The Vatican (LifeNews.com) — Catholic Church leaders have renewed their call for American courts to protect Terri Schiavo’s life and not cause her a painful starvation death. A Vatican newspaper on Monday criticized the Friday afternoon removal of Terri’s feeding tube, which provides her with food and water.

"Who can, before God and humanity, pretend with impunity to claim such a right?” L’Osservatore Romano said. "Who — and on the basis of which criteria — can establish to whom the ‘privilege’ to live should be given?”

"Who can judge the dignity and sacredness of the life of a human being, made in the image and likeness of God? Who can decide to pull the plug as if we were talking about a broken or out of order household appliance?” the paper said.

The Catholic newspaper declared that Terri is "not a vegetable" — a reference to the contention made by Terri’s estranged husband Michael and his attorneys that Terri is in a persistent vegetative state.

The newspaper’s comments reflect earlier remarks by Pope John Paul II and other leading Catholic officials who have strongly backed Terri’s right to live and her family’s efforts to protect her.

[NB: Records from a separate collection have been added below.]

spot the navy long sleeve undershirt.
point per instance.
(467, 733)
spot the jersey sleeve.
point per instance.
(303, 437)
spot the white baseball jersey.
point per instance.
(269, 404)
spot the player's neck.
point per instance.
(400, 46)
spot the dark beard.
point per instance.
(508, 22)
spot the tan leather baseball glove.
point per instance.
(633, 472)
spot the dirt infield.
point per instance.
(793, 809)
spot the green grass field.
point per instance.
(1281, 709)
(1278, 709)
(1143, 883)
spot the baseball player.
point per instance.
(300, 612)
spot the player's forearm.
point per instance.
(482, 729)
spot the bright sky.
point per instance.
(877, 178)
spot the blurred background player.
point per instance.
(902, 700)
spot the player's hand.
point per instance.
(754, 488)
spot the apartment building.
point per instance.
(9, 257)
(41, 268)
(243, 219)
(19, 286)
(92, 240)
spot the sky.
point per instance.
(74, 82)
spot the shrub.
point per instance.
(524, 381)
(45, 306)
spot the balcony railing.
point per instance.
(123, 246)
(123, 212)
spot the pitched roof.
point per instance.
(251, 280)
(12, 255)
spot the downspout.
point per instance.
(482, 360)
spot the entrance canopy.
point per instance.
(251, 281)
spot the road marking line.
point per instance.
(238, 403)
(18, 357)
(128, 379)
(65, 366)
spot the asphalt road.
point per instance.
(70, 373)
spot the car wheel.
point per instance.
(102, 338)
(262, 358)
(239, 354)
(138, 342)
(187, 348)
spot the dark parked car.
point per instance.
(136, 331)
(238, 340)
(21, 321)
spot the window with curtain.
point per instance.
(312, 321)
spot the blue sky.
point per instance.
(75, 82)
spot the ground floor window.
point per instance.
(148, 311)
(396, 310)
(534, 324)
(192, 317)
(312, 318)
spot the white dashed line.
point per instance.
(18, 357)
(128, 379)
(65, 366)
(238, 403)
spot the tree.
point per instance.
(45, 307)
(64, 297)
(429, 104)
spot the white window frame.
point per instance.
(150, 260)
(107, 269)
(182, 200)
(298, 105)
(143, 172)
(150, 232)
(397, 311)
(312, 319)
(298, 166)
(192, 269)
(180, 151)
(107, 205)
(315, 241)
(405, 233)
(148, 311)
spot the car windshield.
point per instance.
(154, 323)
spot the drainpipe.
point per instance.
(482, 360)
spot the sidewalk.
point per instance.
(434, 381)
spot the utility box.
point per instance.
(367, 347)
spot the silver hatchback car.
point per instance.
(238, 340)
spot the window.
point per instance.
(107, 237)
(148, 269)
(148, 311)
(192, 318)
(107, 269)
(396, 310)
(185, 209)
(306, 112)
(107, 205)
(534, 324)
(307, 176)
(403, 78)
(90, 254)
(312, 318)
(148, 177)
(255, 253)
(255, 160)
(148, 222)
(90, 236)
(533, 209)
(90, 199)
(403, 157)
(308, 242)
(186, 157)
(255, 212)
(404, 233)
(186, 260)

Earlier this month, Monsignor Elio Sgreccia said starving Terri to death would be a "pitiless way to kill" someone.

Sgreccia, the leading spokesman for the Vatican on bioethics issues, said the level of international importance of the debate about Terri led the Vatican to step away from its normal practice of speaking about issues in general.

"Still, the case of Mrs. Terri Schiavo goes beyond the individual situation because of its exemplary character and of the importance that the media have rightly given it," Sgreccia said.

"Silence in this case would be able to be interpreted as approval, with consequences that would go widely beyond the given case," Sgrecca added.

"By any decent count, Mrs. Terri Schiavo can be considered a living human being, deprived of full conscience, whose legal rights must be recognized, respected and defended," the Vatican official added. "The removal of the feeding tube from this person, in these conditions, can be considered direct euthanasia."

Last year, Pope John Paul II said that the lexicon used to describe some disabled patients — as being in a "vegetative state" was degrading and inhuman.

"A man, even if seriously sick or prevented in the exercise of its higher functions, is and will be always a man … [he] will never become a ‘vegetable’ or an ‘animal,’" the Pope said. "The intrinsic value and personal dignity of every human being does not change depending on their circumstances."

Providing food and water to such patients should be a natural thing to do and "morally obligatory," but not considered extraordinary measures, the Pope added.